By Lisa Kopochinski
GREENVILLE, S.C. — A recent groundbreaking ceremony was held where Senator Lindsey Graham dedicated the new federal courthouse in downtown Greenville to the late South Carolina Republican Governor Carroll Campbell.
Construction has begun on the new $105 million, 10-story building that will span 193,000 square feet. It will contain seven courtrooms and chambers for nine judges. Other court-related tenants include the U.S. Marshals Service, the U.S. Probation and Pretrial Services, the U.S. Attorney’s Office and a federal public defender’s office.
Brasfield & Gorrie LLC is the construction manager on the project, and HBRA Architects, Inc. is the lead design architect.
The new Carroll A. Campbell Jr. U.S. Courthouse will be on the same site of Campbell’s first business—the legendary Corner Pocket pool hall—at the corner of East North and North Spring streets. While in his 20s, Campbell bought the Corner Pocket pool hall on Coffee Street and ran a parking management business named Handy Park in a building nearby.
Greenville Mayor Knox White said that it was at the Corner Pocket where Campbell honed his political acumen and felt the pulse of the people he would come to represent.
“Thirty years later, you’d hear that story about the man he met at the Corner Pocket,” says White.
Campbell passed away in December 2005 at the age of 65. He served two terms as the 112th Governor of South Carolina from 1987 to 1995, and previously served as a U.S. Congressman and state representative and senator. In the middle of his second term, he was instrumental in negotiating the deal to bring the BMW manufacturing plant to Greer, South Carolina.

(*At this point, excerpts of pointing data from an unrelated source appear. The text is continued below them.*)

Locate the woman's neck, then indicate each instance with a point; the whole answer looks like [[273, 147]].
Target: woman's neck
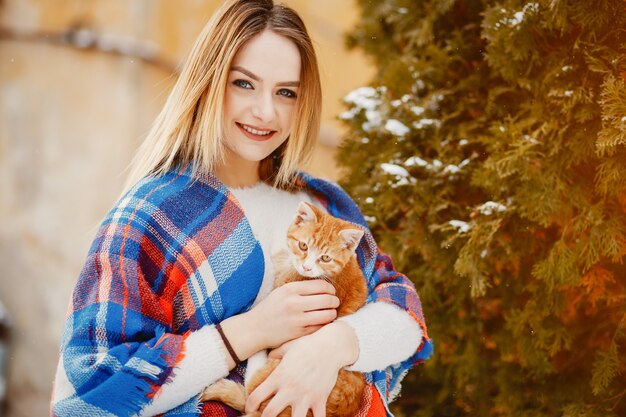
[[236, 172]]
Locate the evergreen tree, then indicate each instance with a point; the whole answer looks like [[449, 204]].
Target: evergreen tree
[[489, 156]]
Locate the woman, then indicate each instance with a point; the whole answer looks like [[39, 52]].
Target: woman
[[177, 287]]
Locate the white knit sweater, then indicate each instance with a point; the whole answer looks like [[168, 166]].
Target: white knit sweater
[[269, 212]]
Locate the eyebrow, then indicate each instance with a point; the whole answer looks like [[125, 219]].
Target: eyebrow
[[256, 78]]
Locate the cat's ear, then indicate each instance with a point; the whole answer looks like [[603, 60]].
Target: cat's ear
[[305, 214], [351, 237]]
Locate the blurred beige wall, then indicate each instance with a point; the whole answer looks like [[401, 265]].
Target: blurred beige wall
[[70, 120]]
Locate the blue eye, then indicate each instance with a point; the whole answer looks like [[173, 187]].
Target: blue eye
[[243, 84], [287, 93]]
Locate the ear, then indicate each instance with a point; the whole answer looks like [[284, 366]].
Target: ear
[[305, 214], [351, 237]]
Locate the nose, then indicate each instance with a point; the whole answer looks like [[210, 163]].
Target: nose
[[263, 108]]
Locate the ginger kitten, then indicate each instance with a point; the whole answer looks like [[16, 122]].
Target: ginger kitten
[[319, 246]]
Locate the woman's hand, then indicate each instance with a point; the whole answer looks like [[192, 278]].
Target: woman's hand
[[307, 372], [293, 310]]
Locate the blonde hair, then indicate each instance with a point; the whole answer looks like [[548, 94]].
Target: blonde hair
[[189, 128]]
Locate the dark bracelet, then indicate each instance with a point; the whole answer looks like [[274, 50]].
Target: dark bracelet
[[229, 348]]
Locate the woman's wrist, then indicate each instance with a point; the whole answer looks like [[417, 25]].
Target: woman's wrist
[[341, 341], [244, 336]]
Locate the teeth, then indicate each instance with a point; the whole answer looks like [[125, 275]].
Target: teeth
[[256, 132]]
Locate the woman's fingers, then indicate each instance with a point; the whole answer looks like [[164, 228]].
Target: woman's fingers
[[277, 404], [319, 302], [260, 394], [299, 410], [310, 287], [318, 317]]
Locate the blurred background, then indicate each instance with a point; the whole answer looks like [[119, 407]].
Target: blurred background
[[80, 83]]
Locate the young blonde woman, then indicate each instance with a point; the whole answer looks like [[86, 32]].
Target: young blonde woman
[[177, 293]]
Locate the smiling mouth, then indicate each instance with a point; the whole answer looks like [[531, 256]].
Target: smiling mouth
[[255, 134]]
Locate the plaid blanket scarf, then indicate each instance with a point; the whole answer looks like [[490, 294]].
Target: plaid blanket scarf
[[144, 287]]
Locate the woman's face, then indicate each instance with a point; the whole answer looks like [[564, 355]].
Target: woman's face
[[260, 99]]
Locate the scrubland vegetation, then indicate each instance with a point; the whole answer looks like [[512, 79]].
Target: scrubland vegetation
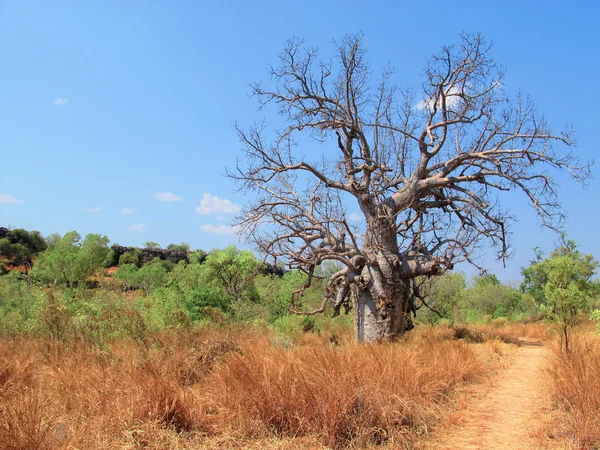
[[105, 352]]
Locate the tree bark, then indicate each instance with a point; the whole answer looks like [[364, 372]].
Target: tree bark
[[383, 301], [377, 321]]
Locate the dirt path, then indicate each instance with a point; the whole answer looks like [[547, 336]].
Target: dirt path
[[505, 415]]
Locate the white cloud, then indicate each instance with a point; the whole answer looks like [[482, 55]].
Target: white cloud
[[9, 199], [167, 197], [137, 228], [215, 205], [452, 99], [222, 229]]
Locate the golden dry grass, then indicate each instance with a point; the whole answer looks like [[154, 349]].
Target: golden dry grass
[[231, 388], [576, 379]]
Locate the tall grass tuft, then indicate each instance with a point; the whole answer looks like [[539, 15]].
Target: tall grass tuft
[[353, 394], [576, 378]]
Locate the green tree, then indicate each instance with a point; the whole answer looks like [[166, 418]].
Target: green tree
[[71, 260], [564, 279], [440, 297], [130, 257], [233, 270], [182, 247]]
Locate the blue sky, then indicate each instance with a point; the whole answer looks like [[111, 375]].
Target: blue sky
[[117, 117]]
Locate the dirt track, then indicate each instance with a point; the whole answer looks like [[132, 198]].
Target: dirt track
[[505, 415]]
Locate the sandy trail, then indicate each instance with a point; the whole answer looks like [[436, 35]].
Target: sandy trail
[[505, 415]]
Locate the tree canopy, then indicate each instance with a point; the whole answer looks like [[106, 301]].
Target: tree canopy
[[424, 168]]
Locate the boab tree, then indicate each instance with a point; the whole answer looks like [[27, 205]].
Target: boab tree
[[424, 170]]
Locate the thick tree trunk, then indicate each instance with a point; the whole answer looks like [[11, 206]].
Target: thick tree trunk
[[381, 321], [383, 305]]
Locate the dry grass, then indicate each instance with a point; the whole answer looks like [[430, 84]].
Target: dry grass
[[213, 390], [576, 379]]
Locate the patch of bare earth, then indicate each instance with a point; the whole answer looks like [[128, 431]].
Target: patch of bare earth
[[513, 411]]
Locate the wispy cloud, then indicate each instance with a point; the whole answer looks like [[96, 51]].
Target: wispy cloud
[[214, 205], [167, 197], [221, 229], [140, 228], [9, 199]]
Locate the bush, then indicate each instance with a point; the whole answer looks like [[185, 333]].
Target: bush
[[206, 297]]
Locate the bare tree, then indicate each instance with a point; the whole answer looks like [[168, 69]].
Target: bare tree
[[424, 170]]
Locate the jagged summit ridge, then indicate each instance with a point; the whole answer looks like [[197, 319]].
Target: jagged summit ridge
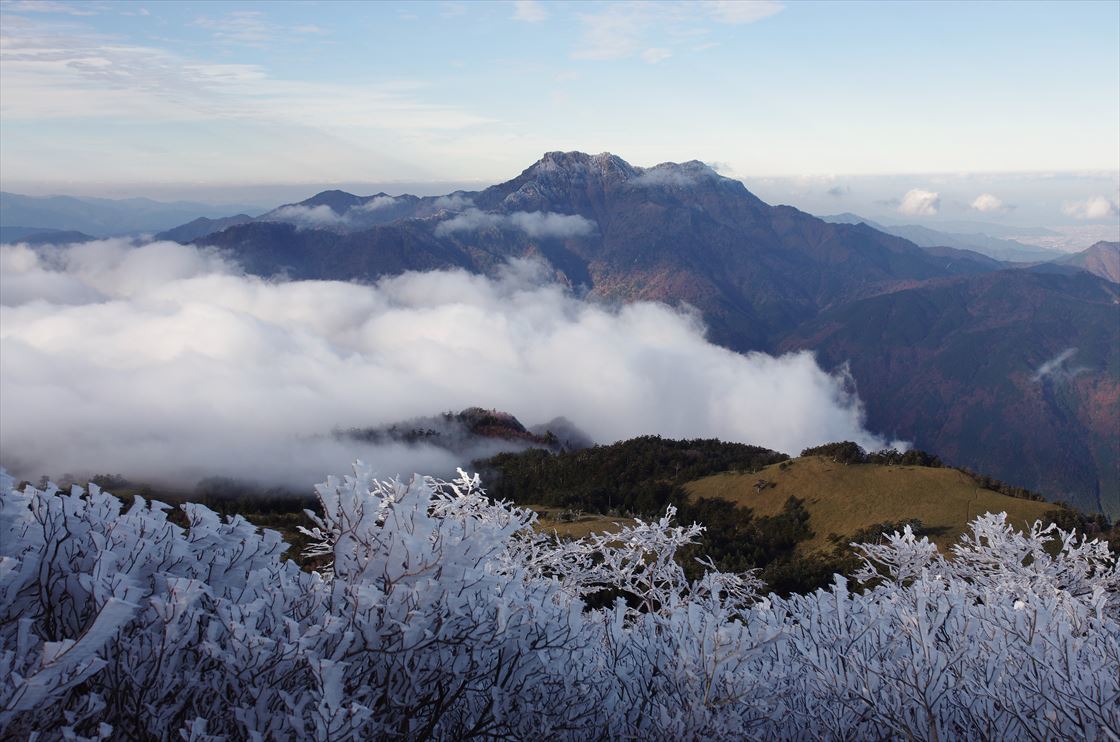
[[606, 166]]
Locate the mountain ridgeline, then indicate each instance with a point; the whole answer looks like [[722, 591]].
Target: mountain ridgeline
[[990, 365]]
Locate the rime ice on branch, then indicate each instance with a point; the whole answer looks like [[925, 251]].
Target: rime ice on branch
[[446, 615]]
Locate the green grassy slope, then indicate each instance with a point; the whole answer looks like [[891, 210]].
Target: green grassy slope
[[845, 498]]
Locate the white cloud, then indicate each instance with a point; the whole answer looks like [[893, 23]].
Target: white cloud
[[988, 203], [530, 11], [56, 74], [535, 224], [50, 7], [161, 361], [918, 202], [742, 11], [673, 175], [1093, 207], [1056, 368], [658, 29]]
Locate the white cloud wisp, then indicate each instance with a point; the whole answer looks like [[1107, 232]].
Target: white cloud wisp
[[162, 362], [918, 202]]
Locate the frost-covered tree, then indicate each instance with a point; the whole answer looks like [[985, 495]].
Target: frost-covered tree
[[444, 614]]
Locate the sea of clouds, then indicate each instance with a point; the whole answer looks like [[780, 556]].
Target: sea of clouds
[[167, 363]]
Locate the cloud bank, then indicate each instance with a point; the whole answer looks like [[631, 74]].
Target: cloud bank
[[535, 224], [1094, 207], [918, 202], [987, 203], [162, 362]]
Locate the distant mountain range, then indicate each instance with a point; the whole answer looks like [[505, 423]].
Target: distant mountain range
[[102, 216], [1011, 370], [1000, 249], [1101, 259]]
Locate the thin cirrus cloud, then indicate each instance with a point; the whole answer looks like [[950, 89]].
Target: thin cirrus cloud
[[1092, 207], [622, 29], [52, 74], [530, 11], [920, 202], [986, 203], [162, 362]]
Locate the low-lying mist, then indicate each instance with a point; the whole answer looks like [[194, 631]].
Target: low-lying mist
[[166, 363]]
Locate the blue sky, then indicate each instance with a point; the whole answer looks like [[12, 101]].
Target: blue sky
[[227, 93]]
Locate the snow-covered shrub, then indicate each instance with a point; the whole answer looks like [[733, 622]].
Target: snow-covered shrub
[[444, 614]]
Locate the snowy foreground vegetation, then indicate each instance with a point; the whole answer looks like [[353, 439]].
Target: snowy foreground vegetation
[[446, 615]]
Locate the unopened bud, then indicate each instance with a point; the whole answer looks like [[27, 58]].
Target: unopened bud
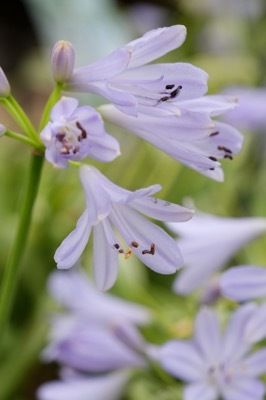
[[4, 84], [62, 60], [2, 130]]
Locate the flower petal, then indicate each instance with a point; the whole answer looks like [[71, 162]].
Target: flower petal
[[133, 227], [200, 390], [105, 259], [72, 247], [64, 107], [155, 44], [161, 210]]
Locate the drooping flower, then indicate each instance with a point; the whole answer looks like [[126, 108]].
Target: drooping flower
[[62, 61], [191, 138], [125, 79], [108, 206], [80, 387], [75, 133], [207, 243], [220, 365], [250, 114], [95, 335], [244, 282]]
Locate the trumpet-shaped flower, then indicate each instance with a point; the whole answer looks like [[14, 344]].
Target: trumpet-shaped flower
[[207, 243], [220, 365], [75, 133], [108, 206], [244, 282], [191, 138], [125, 79], [95, 334]]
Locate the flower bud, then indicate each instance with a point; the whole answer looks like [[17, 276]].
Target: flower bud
[[2, 130], [4, 84], [62, 60]]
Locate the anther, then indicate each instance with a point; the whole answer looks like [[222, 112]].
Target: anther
[[224, 149], [83, 132]]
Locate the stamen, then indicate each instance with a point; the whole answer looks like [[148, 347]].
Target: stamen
[[224, 149], [128, 253], [228, 156]]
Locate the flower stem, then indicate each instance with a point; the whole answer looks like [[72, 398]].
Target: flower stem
[[24, 139], [21, 118], [10, 277], [54, 97]]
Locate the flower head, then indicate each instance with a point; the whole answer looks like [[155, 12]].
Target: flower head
[[75, 133], [207, 243], [108, 206], [80, 387], [191, 138], [125, 79], [217, 365]]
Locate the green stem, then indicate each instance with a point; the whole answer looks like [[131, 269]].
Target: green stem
[[23, 139], [21, 118], [10, 277], [54, 97]]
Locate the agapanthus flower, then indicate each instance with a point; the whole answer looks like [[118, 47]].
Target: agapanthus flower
[[244, 282], [109, 206], [125, 79], [207, 243], [250, 113], [190, 137], [95, 334], [80, 387], [220, 365], [75, 133]]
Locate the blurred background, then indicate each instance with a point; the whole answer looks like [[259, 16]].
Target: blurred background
[[226, 38]]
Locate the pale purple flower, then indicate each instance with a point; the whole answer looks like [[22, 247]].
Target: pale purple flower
[[185, 131], [76, 132], [250, 114], [220, 365], [109, 206], [64, 286], [80, 387], [96, 333], [125, 79], [243, 282], [207, 243]]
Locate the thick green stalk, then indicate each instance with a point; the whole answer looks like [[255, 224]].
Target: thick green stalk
[[11, 273], [21, 118]]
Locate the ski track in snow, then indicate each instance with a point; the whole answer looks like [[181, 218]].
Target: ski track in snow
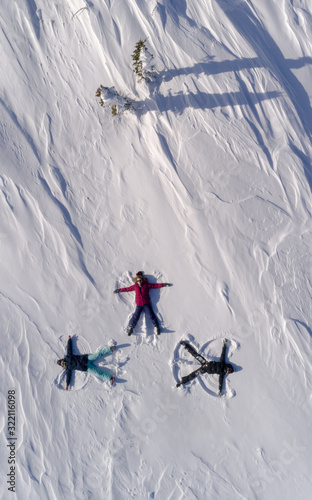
[[206, 185]]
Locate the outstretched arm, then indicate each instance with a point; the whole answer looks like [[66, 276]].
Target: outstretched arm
[[68, 377], [221, 379], [158, 285], [127, 289], [222, 357], [69, 346]]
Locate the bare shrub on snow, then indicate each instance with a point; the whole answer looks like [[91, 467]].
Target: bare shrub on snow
[[110, 98], [143, 62]]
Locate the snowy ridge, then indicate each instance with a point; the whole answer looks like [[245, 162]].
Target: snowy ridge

Senator Graham says the new federal courthouse will represent the power of the rule of law and offer a dignified place “where people will come usually at a low point in their life. The building matters and the man that it was named after made a big difference.”
Efforts to fund the courthouse have been difficult. In 2015, the General Services Administration earmarked approximately $93 million for site preparation, design and construction in its $947 million courthouse investment plan. Another $11 million had been earmarked for the Greenville facility in 2004. Nine years later in 2013, the federal government paid approximately $4 million for a two-acre corner property that is bounded by East North Street, North Irvine Street, East Coffee Street, and North Spring Street.
The current C.F. Haynesworth Federal Building and U.S. Courthouse, built in 1937, is a block away on East Washington Street. It will house the Court of Appeals and Bankruptcy Court and other federal agencies.